I’m nervous to move back to the US for a variety of reasons- are our kids safe? (Switzerland has provided our girls with a very safe space to learn to be independent and self-sufficient), how will I fare without my best friend that I see almost every day, co-parents with me, and just understands me?, how will living in the States feel since we’ve been gone so long, and life has just kept going in the same direction (for the most part) for our friends at home?, how will our girls adjust to American schooling (our 8 year-old has never had homework, and gets a lot more time on the playground that the US allotted 24 minute recess.)?  It’s the spinning web of worry and questioning that I rely on my expat super-mamas for, because no matter how well intentioned, relatively few, if any of my friends who have never had this life experience, will ever understand just how difficult this all feels.
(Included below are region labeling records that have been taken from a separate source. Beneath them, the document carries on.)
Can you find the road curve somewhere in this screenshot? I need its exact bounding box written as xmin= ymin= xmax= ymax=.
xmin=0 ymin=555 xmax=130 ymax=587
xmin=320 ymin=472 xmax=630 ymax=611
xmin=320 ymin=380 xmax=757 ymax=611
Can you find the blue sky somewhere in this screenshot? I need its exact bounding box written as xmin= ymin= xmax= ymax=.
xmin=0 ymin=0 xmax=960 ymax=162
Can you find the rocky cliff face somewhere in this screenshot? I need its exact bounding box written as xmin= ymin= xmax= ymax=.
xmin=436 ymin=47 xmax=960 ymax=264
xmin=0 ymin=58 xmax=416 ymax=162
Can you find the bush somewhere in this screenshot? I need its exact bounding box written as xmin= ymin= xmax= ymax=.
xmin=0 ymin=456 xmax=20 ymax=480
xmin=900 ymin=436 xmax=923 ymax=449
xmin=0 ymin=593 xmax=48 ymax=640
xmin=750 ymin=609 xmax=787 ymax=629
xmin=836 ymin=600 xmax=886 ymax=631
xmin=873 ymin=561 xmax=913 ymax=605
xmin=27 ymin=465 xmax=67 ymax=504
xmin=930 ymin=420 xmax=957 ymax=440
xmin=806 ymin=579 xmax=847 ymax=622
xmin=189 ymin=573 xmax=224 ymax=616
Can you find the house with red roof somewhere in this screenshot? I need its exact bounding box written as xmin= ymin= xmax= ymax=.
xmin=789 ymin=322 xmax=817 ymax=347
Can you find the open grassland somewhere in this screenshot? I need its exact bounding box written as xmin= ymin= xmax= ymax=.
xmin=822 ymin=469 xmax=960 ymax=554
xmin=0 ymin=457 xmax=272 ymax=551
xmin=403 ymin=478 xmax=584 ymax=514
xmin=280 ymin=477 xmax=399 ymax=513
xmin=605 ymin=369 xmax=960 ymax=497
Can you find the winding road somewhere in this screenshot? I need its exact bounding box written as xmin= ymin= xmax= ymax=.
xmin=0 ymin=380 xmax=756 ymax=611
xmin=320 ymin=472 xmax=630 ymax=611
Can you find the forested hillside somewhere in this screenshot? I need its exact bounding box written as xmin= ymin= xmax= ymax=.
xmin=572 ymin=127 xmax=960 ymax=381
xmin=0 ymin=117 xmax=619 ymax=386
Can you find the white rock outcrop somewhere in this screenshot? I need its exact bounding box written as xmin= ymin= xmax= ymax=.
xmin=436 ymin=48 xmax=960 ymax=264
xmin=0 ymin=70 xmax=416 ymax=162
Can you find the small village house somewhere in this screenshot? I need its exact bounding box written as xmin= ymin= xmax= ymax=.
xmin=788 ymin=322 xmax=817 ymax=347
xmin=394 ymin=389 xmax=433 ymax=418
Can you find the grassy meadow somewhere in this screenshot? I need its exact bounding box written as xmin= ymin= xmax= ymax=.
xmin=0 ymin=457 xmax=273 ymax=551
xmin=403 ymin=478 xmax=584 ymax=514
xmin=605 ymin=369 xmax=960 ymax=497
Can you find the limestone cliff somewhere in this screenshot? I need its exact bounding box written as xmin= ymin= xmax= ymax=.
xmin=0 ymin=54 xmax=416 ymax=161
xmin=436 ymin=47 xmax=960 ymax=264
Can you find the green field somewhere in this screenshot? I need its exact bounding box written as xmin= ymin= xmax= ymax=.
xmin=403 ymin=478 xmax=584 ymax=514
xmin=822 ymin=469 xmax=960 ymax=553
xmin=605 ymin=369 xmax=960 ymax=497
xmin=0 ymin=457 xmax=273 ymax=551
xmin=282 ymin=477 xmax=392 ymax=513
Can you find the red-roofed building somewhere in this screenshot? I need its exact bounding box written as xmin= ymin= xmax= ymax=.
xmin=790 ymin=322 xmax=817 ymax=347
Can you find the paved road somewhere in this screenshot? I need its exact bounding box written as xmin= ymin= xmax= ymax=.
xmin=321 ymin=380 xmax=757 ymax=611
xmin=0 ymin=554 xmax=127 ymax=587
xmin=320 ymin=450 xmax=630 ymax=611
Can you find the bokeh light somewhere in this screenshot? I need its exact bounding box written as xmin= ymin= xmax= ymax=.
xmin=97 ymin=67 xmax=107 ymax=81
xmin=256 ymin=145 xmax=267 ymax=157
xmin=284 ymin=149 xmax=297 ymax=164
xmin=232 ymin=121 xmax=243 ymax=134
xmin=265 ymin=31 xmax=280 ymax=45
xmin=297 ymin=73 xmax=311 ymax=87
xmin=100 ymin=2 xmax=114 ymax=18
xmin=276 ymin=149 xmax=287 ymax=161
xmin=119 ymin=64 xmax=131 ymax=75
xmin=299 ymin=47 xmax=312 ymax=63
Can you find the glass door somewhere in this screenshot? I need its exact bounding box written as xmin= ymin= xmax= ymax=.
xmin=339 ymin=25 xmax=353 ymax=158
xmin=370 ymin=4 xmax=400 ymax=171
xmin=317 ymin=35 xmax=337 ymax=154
At the end of the day, I know that everything will fall into place.  I have a girlfriend going through a very similar experience, and I keep reminding her to give herself the same amount of grace that she gives everyone else.  It’s SO hard to practice grace and patience without myself.  So hard.  I’m a perfectionist and I want everything to be the way I want it to be.  I want Switzerland, Italy, and America to be an hour flight away.  I want my best friends to live next door.  I want our girls to grow up with all of the people that love them close by- but that’s not the life we chose, so I just have to be happy with frequent trips to rub pregnant bellies, hold babies, hang out with friends, explore, and show love as much as possible.  I have to keep reminding our girls, as we always have, that the ability to show up is the best gift you can give someone.  And we do.  We always show up.  We make time.  Locations may change, but the love, the love stays the same.

Our Swiss Miss and I a few weeks after we got home from the hospital, when my eyeballs still felt like they were going to fall out of my head.

Our Swiss Miss and I a few weeks after we got home from the hospital, when my eyeballs still felt like they were going to fall out of my head.